The Strata Schemes Management Act 2015 (NSW) has brought about many changes. Among the changes is a significant change to how an Owners Corporation or a Strata Committee can obtain legal advice and take legal action.
Previously, section 80D of the Strata Schemes Management Act 1996 meant that legal advice or legal action that may have required payment could not be taken without the Owners Corporation approving the seeking of legal advice or legal action by passing a resolution at a general meeting. The only exemptions to this requirement were if the costs of the legal advice or action were estimated as being up to either $1,000 per lot or, were under $12,500 (whichever was the lesser amount) or, if the legal advice or action was to recover unpaid levy contributions or interest. This cap protected Owners Corporation’s from significant expenses being incurred without its express approval.
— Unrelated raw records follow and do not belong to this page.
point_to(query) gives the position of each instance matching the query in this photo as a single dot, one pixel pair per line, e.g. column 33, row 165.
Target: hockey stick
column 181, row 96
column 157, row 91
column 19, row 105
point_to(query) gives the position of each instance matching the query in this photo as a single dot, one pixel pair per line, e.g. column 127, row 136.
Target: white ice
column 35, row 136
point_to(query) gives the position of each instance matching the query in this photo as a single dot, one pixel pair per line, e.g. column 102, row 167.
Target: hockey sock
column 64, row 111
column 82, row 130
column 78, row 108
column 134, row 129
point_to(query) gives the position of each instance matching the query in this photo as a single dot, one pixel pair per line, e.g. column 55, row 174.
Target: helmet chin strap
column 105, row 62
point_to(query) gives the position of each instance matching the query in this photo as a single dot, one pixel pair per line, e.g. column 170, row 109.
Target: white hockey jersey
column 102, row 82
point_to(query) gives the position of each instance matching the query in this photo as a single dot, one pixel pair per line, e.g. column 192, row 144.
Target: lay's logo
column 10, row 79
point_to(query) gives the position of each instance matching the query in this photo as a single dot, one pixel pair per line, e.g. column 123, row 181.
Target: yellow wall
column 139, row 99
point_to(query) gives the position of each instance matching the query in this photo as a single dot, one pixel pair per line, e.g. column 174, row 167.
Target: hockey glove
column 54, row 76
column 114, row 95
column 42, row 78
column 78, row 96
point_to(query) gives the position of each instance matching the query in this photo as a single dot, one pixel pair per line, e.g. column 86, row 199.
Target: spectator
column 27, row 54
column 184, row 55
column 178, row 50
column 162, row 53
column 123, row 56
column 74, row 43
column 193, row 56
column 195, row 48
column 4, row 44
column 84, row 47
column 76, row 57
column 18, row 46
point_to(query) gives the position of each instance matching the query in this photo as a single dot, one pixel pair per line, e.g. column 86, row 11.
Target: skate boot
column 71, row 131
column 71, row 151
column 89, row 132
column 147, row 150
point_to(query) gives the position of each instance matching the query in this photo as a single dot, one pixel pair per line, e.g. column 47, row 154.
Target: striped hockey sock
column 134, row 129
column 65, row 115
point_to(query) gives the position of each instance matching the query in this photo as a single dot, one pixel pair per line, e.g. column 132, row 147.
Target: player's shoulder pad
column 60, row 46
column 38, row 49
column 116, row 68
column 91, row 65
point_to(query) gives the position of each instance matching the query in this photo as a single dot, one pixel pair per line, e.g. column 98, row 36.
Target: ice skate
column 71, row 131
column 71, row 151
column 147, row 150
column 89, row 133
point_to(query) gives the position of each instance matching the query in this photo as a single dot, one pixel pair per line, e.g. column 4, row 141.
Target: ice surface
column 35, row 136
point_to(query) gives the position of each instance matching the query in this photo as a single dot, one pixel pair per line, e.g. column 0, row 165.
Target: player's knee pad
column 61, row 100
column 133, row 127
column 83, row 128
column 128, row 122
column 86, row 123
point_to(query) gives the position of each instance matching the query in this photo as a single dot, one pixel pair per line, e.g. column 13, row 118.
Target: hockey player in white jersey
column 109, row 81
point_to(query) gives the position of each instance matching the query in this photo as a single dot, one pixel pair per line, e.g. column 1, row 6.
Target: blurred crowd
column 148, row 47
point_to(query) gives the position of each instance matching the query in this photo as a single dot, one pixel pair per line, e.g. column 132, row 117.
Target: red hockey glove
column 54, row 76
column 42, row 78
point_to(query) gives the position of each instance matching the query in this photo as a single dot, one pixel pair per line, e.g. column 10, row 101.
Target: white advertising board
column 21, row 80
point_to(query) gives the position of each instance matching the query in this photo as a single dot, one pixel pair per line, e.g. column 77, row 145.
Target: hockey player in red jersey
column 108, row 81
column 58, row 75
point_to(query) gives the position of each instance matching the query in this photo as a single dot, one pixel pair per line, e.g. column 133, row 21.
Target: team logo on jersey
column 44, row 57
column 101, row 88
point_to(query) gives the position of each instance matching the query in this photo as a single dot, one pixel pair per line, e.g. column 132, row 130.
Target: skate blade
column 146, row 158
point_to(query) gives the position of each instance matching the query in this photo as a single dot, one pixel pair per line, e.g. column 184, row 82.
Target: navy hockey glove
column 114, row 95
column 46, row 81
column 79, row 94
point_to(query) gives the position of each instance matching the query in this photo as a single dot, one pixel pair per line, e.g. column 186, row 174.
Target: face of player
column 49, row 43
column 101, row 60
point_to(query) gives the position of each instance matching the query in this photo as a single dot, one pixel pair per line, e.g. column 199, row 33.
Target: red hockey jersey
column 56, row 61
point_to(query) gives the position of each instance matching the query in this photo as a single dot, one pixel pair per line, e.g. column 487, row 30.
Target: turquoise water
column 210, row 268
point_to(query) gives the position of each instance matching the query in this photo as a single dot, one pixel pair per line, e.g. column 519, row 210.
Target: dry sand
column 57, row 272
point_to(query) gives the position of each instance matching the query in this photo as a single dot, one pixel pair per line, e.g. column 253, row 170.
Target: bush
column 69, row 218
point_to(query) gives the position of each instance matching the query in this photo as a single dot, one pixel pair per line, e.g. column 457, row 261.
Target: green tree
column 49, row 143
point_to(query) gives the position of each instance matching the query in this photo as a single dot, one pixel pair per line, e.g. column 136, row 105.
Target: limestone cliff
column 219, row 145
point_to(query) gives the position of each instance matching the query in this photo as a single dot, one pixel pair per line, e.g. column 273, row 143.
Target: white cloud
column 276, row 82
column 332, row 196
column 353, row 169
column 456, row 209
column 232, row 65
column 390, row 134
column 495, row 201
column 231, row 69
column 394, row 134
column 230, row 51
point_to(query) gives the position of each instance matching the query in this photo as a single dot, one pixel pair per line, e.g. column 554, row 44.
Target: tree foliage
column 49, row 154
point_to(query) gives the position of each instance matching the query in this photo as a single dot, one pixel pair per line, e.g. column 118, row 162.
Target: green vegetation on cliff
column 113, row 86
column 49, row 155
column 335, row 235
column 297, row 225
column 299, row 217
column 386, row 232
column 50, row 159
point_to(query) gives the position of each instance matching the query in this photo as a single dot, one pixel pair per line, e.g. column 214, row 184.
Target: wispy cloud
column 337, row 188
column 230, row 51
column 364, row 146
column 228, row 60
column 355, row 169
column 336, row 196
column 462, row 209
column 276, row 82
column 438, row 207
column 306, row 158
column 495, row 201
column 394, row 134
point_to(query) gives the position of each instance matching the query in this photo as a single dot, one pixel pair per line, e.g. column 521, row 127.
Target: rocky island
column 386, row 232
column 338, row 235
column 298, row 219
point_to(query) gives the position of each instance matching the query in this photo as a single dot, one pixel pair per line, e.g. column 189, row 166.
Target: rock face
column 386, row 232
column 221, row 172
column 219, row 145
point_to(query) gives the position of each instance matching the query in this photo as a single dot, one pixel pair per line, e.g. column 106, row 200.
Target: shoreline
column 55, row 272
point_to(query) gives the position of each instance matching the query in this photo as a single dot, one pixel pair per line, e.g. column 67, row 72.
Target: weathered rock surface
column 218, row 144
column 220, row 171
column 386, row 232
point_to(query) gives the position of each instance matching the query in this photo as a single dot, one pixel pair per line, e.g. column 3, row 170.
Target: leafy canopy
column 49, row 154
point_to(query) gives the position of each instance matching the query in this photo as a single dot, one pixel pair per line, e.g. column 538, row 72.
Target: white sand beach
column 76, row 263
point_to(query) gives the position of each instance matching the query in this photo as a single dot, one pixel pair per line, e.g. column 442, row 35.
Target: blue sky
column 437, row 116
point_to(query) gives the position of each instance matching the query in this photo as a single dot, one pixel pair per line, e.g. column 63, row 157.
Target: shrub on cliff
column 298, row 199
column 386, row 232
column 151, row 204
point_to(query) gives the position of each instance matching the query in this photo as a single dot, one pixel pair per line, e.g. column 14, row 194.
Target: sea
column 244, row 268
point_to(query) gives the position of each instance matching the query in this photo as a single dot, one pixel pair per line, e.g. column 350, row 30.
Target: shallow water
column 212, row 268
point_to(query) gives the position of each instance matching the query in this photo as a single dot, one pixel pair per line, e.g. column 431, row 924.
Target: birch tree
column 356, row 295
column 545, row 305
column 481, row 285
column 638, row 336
Section 103 of the Strata Schemes Management Act 2015 and regulation 26 of the Strata Schemes Management Regulations 2016 establish a different regime. While a resolution of the Owners Corporation at general meeting is still required in some instances, a number of new exceptions have been made.
Approval at general meeting is not required after 30 November 2016:
- If the Strata Committee or Owners Corporation believes urgent action is necessary to protect the interest of the Owners Corporation and the cost of the legal services is under $15,000;
- To obtain legal advice prior to taking legal action;
- To take legal action to recover unpaid levy contributions and interest; or
- For non-urgent legal services provided the costs are $3,000 or less.
These changes have reduced the limitations on taking legal action which is both good and bad. Caution should be taken in determining whether “urgent” action is required. For instance, if a builder in the neighbouring property was conducting work that would reduce support for the Owners Corporation’s building urgent action to obtain an injunction to prevent further work could generally be justified. Impending safety issues, preventing imminent property damage or other time critical issues are much more likely to be urgent than taking action in NCAT to obtain orders that Ms Smith’s excessively loud terrier is causing a nuisance and should be removed from the property.
A further change is that if legal action is taken and it does not meet the above criteria, section 103(4) means that the validity of the legal action is not affected.